Staples whistled Vivaldi because his presence activated in white strangers’ memories a powerful stereotype that biased their perceptions of him: when walking on a quiet street at night, a Black man poses danger. The resourceful Staples came up with an effective method to avoid being viewed in such stereotypical—and erroneous—terms.

Stereotypes are generic descriptions of past experiences that we use to categorize people and objects. Many social psychologists think of stereotypes as “energy-saving” devices that simplify the task of comprehending our social worlds. Because it may require considerable cognitive effort to size up every new person we meet as a unique individual, we often find it easier to fall back on stereotypical generalizations that accumulate from various sources, including discussions with other people, printed and electronic media, and firsthand experience.
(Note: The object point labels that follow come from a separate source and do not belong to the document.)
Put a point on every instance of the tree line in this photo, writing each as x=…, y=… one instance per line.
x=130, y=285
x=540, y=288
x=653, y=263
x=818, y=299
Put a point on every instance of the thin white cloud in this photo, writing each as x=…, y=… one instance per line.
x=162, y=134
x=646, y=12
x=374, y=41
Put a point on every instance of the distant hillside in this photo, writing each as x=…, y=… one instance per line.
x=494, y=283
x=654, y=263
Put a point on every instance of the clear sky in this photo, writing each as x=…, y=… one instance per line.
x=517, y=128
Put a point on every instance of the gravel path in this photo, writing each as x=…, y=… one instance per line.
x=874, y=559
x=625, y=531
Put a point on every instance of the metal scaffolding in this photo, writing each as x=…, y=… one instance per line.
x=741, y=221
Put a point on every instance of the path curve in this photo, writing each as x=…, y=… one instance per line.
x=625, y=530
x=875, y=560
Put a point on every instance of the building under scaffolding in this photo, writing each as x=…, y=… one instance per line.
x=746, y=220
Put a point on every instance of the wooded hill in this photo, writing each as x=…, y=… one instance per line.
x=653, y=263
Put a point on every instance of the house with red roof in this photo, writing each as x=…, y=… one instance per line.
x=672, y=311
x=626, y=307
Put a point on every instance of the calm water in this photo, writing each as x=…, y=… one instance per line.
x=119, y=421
Though relying on such stereotypes may make our cognitive lives more manageable, it can also lead to undesirable outcomes: when a stereotype diverges from reality in a specific instance—as happened with Brent Staples—the resulting biases can produce inaccurate judgments and unwarranted behavior.
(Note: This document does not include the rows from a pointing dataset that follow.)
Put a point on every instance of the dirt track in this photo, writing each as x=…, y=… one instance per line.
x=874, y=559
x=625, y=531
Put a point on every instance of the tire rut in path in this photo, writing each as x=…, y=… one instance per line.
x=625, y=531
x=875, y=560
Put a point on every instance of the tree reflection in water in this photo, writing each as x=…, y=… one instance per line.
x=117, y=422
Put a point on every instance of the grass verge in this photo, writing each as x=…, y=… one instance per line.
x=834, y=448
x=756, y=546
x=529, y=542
The great social psychologist Gordon Allport was one of the first psychologists to recognize how the dual nature of stereotypes contributes to racial biases. While acknowledging that stereotypes help us to categorize the world, Allport held that “we often make mistakes in fitting events to categories and thus get ourselves in trouble.” In his classic 1954 book, The Nature of Prejudice, Allport foresaw quite clearly the situation that Brent Staples would confront decades later. “A person with dark brown skin will activate whatever concept of Negro is dominant in our mind,” contended Allport. “If the dominant category is one composed of negative attitudes and beliefs we will automatically avoid him, or adopt whichever habit of rejection is most available to us.”

Allport’s assessment was especially prescient because research has underscored that stereotypical biases can occur automatically, outside of conscious awareness. Early evidence for this view came from experiments that activated stereotypes by presenting words too quickly to register in conscious perception (a procedure known as “subliminal priming”). After subliminal priming with words intended to activate a stereotype of “Blacks,” such as welfare, busing, and ghetto, white American students were more likely to judge an imaginary male of an unspecified race as a hostile person than when they were primed with neutral words.